This isn’t really a Beholder project, because the publishers Ammonite made it... but, as Ormond Sacker, I was commissioned to help create this book for them. If you enjoyed solving the puzzles in Planetarium then you’ll probably like the The Sherlock Holmes Escape Book too.
It’s a choose-your-own-path adventure-style puzzle escape book, in which your answers to the puzzles determine your route through (and, eventually, out of) the book. The evocative full-page illustrations are by Tobias Willa, all the supporting graphics are by Ammonite’s designer Robin Shields, and we even snuck in an extra Sherlockian short story by Viv Croot if you are observant enough to find it. The book features a volvelle (in this case, a code-wheel) on the cover — the publishers provide this online version, which you can fiddle with but which won’t be any use without the puzzles in the book.

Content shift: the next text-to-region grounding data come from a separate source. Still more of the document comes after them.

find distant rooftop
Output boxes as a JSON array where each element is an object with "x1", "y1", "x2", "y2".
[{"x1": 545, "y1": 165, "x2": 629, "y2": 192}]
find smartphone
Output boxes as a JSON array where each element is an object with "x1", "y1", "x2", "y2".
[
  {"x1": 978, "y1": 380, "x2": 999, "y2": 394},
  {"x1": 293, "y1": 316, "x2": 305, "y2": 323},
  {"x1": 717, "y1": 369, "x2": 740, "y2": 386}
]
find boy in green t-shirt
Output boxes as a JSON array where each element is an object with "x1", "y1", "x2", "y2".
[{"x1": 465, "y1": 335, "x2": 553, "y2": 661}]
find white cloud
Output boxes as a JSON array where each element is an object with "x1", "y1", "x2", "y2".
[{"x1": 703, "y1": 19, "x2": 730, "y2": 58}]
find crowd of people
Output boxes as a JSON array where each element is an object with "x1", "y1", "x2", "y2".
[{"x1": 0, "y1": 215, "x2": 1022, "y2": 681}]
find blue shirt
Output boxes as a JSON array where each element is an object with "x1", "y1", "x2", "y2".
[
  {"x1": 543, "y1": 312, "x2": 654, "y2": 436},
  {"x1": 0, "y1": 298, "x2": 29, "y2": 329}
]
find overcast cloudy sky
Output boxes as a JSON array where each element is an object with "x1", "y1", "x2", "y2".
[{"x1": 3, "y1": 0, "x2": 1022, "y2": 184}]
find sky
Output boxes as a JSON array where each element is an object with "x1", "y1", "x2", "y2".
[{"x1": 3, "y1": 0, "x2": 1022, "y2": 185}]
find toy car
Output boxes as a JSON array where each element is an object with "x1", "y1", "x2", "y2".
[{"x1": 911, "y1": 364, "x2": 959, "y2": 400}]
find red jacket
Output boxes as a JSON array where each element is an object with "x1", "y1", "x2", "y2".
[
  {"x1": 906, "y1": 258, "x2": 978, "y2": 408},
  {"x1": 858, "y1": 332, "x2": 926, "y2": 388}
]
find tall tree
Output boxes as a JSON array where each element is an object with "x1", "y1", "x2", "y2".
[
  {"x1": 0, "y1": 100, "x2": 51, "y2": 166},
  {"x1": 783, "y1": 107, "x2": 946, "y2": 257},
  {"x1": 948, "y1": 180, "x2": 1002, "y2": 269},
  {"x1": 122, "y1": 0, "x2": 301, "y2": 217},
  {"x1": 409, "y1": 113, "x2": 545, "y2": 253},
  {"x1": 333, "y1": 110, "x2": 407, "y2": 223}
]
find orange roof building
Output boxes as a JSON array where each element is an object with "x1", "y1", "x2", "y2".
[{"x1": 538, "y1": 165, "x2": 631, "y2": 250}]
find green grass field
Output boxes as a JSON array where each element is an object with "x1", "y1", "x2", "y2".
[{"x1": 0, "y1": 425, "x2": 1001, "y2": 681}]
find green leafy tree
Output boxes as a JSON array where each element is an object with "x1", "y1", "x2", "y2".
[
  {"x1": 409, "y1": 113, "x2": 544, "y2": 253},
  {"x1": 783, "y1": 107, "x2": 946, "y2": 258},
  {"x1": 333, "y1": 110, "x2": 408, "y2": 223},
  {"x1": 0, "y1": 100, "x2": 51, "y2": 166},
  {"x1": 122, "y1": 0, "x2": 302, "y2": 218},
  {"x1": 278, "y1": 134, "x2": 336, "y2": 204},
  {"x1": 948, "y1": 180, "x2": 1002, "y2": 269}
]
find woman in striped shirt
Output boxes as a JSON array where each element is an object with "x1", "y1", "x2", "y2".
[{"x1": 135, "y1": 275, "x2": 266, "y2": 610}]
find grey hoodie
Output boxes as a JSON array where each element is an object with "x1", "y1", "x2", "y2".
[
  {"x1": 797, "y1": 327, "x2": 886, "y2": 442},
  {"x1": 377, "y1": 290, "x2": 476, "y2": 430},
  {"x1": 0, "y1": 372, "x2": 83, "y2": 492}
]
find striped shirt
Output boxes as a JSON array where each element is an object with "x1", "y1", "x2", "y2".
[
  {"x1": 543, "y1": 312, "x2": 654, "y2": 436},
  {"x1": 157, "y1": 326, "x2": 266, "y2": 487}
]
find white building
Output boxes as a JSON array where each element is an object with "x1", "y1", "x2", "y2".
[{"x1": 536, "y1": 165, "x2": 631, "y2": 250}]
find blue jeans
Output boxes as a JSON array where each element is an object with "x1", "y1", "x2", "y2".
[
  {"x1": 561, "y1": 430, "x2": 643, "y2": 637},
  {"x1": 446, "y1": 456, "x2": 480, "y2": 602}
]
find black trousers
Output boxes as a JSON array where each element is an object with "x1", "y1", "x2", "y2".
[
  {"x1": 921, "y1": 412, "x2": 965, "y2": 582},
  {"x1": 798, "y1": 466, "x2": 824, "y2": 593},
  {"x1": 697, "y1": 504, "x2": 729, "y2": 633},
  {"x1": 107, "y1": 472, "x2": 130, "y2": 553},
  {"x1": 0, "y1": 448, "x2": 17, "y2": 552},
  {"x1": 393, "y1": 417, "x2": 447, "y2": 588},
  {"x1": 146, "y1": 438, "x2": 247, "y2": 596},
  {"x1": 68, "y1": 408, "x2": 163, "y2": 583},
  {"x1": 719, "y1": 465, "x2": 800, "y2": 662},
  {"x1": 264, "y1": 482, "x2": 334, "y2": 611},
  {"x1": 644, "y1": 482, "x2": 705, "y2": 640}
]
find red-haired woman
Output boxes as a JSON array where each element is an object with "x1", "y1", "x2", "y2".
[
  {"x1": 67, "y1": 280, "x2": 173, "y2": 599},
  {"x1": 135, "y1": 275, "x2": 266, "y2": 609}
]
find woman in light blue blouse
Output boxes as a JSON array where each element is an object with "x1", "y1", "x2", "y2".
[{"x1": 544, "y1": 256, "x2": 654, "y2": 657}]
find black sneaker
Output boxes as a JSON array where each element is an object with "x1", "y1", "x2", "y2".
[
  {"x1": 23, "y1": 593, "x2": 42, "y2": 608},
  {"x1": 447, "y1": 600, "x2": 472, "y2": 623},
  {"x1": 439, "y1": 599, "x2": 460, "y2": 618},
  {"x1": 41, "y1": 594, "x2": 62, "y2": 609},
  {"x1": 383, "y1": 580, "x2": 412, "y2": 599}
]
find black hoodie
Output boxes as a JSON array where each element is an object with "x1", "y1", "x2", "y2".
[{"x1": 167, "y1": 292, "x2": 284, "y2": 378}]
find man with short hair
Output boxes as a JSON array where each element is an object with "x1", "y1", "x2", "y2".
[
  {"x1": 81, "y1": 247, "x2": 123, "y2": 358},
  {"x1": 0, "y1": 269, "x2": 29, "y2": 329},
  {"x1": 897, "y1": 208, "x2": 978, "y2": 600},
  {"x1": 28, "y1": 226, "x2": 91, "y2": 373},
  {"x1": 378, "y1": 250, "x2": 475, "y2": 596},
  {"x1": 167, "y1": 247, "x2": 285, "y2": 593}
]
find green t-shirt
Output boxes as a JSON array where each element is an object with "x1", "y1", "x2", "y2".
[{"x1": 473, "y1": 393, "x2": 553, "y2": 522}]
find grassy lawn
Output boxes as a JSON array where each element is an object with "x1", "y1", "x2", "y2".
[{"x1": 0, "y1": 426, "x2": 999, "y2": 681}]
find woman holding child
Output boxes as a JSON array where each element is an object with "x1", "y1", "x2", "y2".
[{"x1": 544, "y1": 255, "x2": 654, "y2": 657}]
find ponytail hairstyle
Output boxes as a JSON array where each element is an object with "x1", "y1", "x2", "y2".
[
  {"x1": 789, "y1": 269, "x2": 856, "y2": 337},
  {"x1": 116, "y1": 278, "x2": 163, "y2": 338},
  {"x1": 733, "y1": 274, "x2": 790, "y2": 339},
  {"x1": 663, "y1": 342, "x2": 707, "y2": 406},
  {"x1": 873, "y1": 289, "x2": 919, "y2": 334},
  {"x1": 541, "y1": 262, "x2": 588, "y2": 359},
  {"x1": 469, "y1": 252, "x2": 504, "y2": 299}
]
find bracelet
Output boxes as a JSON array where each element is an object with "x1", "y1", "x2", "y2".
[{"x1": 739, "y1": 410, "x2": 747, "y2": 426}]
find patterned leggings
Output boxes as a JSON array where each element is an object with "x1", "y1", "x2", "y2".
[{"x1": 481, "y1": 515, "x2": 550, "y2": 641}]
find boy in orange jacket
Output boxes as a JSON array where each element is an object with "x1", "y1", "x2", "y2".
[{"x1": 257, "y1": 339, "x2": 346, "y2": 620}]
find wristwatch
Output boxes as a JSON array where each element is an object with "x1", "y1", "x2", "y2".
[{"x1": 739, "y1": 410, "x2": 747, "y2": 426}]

Unlike Planetarium, progression through the story does depend on your solutions to the puzzles — but hints and the complete¹ solutions are provided at the back of the book if you get stuck.
The book was published in the UK in July 2019. If you want it you can wander into your favourite (ideally independent) bookshop and ask for it. Alternatively, buy it online:
As part of the research for this I spent time with some of the excellent people and engines that are to be found in London’s great little Museum of Water & Steam at Kew Bridge, because I used their site — formerly the Grand Junction Water Works pumping station — as the setting of the main events in the book. So the absolute best way of getting a copy of The Adventure of the London Waterworks is to go and visit them, and buy one (or more) from their gift shop on the way out.
¹ Well, almost complete. There’s one puzzle whose workings I wouldn’t let them fully reveal.
A couple of teeny-tiny errors made it through into the first edition. If you work through all the puzzles, these might have interfered with your otherwise impeccable problem-solving:
(missing pages puzzle)
The text description of the missing numbers is misleading. It says “every fourth number was skipped”. But actually the pattern that the example shows would be better described as, “number 4 was skipped, and then on every fourth page after that a number was skipped”. It’s a subtle distinction but it might throw you off if you don’t look at the sequence carefully — and the hint (in the hint section) cruelly doesn’t help if you haven’t noticed the wrinkle.
(a “dancing men” puzzle)
One of the dancing men is incorrect. The one shown here in red should really be its reflection, shown in white:
When you’ve got all the other letters, the anagram of the number you are looking for is fairly clear — except for that one letter which is wrong because this dancing man is backwards, spoiling it.